The Chicken rig delivers a very distinct action that’s comparable to the Neko rig in both how it’s supposed to be fished along the bottom, as well as the action it produces while the bait is sinking down to the bottom. What makes the Chicken rig more effective than the Neko is the fact that it can be used in certain areas where the Neko is more likely to get snagged. 

The Chicken rig is very straightforward and simple to tie-on and use. It involves using any kind of soft plastic worm that has a straight body. Most anglers prefer to use a 4 to 6-inch stickworm, but some companies have started producing specialized soft plastic worms that are designed to be used exclusively with the Chicken rig. One such example is the Berkley Powerbait Flute Worm that comes in a few size and color options. 

The most effective hooks used with the Chicken rig are usually those that are designed for Neko rigging, particularly in a 1/0 or 2/0 size depending on the size of the worm you choose. Next, you’ll need a typically nail weight, or any other that is intended to be used in a Neko rig that will fit easily inside the tip of the worm. 

You’ll set the soft plastic worm up in the same way you would for a Neko rig, but instead of using an O-ring to place the hook, you’ll bury the hook in the same way that’s used for a Texas or Carolina rig. The main difference between the Chicken and the Neko rig is that the former is rigged in a weedless fashion with the hook placed about two-thirds of the way down the worm near the tail end. 

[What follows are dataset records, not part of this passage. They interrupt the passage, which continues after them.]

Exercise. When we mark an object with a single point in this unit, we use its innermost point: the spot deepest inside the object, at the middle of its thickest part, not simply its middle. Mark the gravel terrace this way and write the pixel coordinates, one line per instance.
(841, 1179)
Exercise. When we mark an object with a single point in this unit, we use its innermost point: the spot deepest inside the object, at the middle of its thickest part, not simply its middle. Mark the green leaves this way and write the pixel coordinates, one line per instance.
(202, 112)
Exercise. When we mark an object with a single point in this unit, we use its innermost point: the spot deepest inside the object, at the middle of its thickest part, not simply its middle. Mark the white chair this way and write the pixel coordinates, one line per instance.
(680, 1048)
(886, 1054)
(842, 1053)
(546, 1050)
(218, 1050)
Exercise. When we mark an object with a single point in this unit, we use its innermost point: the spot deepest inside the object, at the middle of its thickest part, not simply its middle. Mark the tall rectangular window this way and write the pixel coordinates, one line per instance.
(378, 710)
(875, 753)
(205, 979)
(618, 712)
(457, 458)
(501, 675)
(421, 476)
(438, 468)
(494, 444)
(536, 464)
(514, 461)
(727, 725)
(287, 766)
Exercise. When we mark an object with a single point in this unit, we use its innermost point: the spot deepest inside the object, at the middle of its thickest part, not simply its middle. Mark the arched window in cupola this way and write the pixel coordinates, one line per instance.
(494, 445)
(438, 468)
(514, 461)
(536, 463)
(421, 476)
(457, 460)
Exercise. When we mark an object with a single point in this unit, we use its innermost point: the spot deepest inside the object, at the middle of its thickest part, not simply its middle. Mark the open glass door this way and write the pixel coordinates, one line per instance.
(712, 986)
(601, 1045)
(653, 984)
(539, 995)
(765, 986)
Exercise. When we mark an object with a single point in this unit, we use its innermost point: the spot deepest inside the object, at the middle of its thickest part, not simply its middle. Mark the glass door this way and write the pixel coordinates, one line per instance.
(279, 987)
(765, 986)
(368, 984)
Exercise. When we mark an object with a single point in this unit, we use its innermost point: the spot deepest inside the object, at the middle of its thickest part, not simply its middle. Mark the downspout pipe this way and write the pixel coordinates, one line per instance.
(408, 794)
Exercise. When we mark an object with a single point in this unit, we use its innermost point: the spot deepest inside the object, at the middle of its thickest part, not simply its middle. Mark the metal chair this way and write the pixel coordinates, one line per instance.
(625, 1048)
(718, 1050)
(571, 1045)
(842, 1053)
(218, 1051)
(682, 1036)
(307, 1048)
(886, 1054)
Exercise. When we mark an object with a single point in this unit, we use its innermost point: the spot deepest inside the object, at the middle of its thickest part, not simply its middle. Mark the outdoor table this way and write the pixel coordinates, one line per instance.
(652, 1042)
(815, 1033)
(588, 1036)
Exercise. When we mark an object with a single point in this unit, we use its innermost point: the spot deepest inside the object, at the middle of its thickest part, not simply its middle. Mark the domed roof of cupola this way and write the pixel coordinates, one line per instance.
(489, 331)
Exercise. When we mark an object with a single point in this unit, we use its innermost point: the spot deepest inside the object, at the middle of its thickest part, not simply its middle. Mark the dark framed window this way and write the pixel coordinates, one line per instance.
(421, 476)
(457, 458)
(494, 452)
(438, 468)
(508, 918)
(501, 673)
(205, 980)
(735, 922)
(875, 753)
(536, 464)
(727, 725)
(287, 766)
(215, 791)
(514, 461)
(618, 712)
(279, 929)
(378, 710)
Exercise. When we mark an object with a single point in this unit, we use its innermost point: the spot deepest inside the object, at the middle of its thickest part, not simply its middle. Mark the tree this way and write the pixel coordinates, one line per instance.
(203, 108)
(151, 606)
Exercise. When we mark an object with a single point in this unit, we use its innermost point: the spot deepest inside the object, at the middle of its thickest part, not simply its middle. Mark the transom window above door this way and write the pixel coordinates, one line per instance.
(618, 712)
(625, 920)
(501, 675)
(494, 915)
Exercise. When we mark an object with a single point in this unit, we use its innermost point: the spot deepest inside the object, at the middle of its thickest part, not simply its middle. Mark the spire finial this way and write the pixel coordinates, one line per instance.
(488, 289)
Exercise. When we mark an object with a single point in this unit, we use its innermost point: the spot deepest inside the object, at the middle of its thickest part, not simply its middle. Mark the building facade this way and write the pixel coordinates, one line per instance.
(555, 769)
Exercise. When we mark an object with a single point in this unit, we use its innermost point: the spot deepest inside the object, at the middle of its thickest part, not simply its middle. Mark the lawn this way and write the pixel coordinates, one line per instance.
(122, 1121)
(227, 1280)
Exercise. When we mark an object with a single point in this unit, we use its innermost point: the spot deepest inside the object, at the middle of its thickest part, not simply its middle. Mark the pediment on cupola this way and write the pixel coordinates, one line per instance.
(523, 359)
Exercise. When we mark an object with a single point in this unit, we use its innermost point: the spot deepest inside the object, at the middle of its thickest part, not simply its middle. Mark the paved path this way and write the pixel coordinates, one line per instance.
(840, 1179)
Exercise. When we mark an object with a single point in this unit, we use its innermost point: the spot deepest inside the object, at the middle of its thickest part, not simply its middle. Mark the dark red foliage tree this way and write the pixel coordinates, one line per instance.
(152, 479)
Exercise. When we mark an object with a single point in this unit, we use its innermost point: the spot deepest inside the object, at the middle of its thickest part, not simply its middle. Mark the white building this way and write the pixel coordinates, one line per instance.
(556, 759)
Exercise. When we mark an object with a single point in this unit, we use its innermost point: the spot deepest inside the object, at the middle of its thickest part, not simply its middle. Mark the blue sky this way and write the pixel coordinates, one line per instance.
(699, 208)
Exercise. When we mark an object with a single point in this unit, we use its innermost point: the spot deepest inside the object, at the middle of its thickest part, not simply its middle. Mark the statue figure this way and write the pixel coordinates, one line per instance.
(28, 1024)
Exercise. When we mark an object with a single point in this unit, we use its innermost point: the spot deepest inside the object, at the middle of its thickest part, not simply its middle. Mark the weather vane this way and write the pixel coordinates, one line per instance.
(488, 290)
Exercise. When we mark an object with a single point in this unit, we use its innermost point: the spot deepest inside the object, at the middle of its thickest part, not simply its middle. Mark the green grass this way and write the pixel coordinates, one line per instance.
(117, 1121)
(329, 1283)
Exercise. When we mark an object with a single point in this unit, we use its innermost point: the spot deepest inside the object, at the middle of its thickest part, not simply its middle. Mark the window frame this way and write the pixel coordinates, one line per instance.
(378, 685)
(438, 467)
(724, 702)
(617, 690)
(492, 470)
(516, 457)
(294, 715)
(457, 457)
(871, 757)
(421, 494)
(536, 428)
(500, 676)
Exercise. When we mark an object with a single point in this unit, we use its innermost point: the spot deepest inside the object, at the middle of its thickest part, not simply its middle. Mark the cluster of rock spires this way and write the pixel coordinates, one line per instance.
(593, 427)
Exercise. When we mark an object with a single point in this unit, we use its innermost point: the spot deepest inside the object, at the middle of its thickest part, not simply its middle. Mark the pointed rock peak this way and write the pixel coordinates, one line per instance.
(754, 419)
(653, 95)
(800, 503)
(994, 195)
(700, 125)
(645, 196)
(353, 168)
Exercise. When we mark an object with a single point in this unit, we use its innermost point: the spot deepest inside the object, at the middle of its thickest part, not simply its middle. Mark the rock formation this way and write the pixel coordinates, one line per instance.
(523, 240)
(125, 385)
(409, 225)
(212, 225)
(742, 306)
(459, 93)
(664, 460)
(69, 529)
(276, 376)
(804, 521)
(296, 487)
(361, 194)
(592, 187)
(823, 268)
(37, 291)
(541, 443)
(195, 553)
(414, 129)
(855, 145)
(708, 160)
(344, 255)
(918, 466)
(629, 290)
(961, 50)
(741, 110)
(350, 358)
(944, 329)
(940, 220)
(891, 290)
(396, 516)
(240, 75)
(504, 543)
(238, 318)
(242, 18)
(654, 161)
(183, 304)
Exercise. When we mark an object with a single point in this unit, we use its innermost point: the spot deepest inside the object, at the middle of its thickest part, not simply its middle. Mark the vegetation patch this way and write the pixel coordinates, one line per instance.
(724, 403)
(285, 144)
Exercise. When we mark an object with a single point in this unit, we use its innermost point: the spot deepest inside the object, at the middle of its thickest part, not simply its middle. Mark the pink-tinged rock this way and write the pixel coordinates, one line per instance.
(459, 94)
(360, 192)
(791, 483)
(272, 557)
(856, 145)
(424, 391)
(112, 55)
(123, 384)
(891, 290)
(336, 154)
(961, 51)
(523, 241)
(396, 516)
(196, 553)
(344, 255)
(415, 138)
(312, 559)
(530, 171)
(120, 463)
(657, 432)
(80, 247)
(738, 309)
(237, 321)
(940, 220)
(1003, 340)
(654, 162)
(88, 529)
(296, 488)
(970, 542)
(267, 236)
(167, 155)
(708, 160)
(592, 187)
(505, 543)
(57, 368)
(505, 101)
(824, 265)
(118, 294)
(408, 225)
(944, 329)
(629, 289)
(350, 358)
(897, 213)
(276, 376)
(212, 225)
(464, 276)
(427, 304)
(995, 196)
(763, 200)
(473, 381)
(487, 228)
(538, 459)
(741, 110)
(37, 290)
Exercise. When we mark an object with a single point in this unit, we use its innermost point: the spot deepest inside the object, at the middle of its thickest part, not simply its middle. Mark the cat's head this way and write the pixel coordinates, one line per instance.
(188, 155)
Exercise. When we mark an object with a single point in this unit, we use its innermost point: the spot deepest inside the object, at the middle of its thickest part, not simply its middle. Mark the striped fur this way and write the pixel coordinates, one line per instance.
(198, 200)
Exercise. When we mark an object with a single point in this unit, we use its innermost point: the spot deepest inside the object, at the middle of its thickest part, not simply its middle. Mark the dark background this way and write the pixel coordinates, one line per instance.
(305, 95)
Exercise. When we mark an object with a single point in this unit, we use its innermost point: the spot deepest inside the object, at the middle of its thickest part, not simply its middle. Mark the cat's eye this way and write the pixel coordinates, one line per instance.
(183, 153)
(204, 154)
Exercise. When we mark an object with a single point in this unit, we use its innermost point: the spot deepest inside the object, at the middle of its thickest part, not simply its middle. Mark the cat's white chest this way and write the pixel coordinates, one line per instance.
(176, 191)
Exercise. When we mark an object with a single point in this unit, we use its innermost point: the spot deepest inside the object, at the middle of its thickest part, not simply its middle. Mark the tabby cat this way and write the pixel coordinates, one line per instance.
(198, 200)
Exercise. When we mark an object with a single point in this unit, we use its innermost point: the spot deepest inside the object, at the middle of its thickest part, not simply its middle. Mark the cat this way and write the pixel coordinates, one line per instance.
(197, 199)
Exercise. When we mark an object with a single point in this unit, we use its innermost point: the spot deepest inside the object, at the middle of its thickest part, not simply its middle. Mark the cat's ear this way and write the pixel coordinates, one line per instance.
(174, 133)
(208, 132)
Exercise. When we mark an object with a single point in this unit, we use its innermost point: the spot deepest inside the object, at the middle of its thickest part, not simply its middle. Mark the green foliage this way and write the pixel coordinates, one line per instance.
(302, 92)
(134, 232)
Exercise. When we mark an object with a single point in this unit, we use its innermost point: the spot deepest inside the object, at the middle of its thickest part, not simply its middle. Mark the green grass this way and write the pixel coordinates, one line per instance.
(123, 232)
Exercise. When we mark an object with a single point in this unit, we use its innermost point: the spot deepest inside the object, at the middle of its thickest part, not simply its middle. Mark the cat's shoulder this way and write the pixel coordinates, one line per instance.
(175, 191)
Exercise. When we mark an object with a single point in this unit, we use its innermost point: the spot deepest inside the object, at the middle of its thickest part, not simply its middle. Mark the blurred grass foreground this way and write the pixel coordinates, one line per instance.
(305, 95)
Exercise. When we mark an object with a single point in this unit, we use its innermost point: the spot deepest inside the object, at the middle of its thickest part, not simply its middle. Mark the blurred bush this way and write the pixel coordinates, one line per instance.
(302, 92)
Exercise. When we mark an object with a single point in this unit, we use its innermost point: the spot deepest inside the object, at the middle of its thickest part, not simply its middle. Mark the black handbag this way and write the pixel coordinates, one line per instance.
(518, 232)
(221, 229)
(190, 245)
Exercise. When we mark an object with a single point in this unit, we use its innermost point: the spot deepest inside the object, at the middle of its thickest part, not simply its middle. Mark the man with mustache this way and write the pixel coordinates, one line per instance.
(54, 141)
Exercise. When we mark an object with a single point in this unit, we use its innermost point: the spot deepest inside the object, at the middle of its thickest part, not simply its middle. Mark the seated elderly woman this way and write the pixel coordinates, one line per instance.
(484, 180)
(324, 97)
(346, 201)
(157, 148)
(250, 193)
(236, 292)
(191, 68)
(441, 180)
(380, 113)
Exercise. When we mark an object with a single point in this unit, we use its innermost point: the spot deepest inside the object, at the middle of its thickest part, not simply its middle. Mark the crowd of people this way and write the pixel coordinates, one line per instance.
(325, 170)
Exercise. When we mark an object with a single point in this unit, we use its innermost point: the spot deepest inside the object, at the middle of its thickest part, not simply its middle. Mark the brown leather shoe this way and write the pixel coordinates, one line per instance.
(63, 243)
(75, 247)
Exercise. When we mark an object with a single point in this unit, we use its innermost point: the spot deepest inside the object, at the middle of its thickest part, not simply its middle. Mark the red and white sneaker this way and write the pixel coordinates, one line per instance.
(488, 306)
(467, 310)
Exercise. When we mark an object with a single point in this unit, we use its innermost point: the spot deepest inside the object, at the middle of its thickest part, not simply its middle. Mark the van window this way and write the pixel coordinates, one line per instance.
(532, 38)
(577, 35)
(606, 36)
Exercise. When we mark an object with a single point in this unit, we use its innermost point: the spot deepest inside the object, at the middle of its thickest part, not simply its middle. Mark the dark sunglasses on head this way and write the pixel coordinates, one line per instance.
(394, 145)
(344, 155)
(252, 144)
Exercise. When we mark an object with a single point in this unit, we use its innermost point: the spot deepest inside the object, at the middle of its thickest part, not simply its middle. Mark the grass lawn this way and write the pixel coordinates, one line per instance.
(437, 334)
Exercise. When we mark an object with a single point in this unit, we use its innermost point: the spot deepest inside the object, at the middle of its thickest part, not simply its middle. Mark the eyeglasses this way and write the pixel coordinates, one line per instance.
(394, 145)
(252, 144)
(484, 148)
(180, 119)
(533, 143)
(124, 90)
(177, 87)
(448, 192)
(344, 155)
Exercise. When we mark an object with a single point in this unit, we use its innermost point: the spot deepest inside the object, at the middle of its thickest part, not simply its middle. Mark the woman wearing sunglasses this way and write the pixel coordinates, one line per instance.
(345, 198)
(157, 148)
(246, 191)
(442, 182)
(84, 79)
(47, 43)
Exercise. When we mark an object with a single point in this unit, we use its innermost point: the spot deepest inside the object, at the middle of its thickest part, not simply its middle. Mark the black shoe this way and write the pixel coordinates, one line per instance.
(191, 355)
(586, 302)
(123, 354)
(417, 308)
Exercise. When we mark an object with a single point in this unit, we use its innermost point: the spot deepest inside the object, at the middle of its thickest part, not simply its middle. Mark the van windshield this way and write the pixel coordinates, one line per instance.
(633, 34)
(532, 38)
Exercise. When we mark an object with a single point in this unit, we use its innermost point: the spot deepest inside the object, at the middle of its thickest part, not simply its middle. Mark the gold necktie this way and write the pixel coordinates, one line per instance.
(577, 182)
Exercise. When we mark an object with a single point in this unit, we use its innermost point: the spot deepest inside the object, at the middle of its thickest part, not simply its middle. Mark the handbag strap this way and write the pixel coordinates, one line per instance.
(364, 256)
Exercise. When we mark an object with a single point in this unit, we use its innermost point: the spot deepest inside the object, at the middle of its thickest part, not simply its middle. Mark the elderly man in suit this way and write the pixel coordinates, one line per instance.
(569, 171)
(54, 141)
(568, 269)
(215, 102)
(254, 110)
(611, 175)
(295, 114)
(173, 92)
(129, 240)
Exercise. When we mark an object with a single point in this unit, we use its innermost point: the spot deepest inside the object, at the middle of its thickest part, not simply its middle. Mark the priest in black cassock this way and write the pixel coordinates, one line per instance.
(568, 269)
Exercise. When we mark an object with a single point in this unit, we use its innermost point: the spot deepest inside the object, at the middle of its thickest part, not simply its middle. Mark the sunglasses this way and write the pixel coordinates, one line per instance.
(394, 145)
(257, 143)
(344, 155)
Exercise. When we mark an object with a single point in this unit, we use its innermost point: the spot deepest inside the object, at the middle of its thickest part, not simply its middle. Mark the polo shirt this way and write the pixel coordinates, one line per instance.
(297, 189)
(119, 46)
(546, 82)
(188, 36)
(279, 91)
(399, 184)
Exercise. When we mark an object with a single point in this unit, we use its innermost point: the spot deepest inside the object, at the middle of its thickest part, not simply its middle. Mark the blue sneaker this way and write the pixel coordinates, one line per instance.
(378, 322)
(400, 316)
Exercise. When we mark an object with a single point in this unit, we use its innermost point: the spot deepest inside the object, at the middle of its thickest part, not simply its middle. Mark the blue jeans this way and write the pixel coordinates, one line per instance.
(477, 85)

Some anglers will actually use a small drywall screw to serve as their sinker as the screw’s head works as an added sinker that causes the worm to sit upright on the bottom. However, there are specialized sinkers that you can buy that serve this purpose with the Chicken rig. 

Chicken Rig Schematic Illustration
Chicken Rig Schematic Illustration

How to Fish the Chicken Rig

The true advantage of the Chicken rig is that you can fish it practically anywhere. It’s very effective when fished along the bottom in the same situations where you might use a Neko. The best thing about the Chicken rig is that it’s totally weedless, so you can fish it in heavier cover around brush piles, docks, vegetation, and anywhere else you want. 

You’ll basically use the same type of twitching action on the Chicken rig that you would with the Neko. You can gently twitch it as you bounce it along the bottom or around cover at a speed that you feel comfortable with. 

The Chicken rig is best used with a medium-heavy spinning rod and reel setup. It’s recommended that you use braided line for fishing it around cover, or you can opt for 15 or 20 pound test fluorocarbon line if the water is especially clear. 

A useful tip for getting the most out of the Chicken rig is to gently twitch it as it is falling toward the bottom once it hits the water. This makes the rig look like a small bait fish slowly working its way to the bottom and can trigger strikes from fish before it ever gets there. 


The best way to fish the Chicken rig is to use weights, hooks and worms that are specially-designed for this particular rig. It is extremely effective when bass tend to stick close to the bottom, but is just as versatile as the Texas rig in the fact that you can use it literally any time of the year in any part of the water. 

The Chicken rig is a solid finesse fishing method that tends to attract bites from bigger fish, so this is certainly one to add to your fishing arsenal.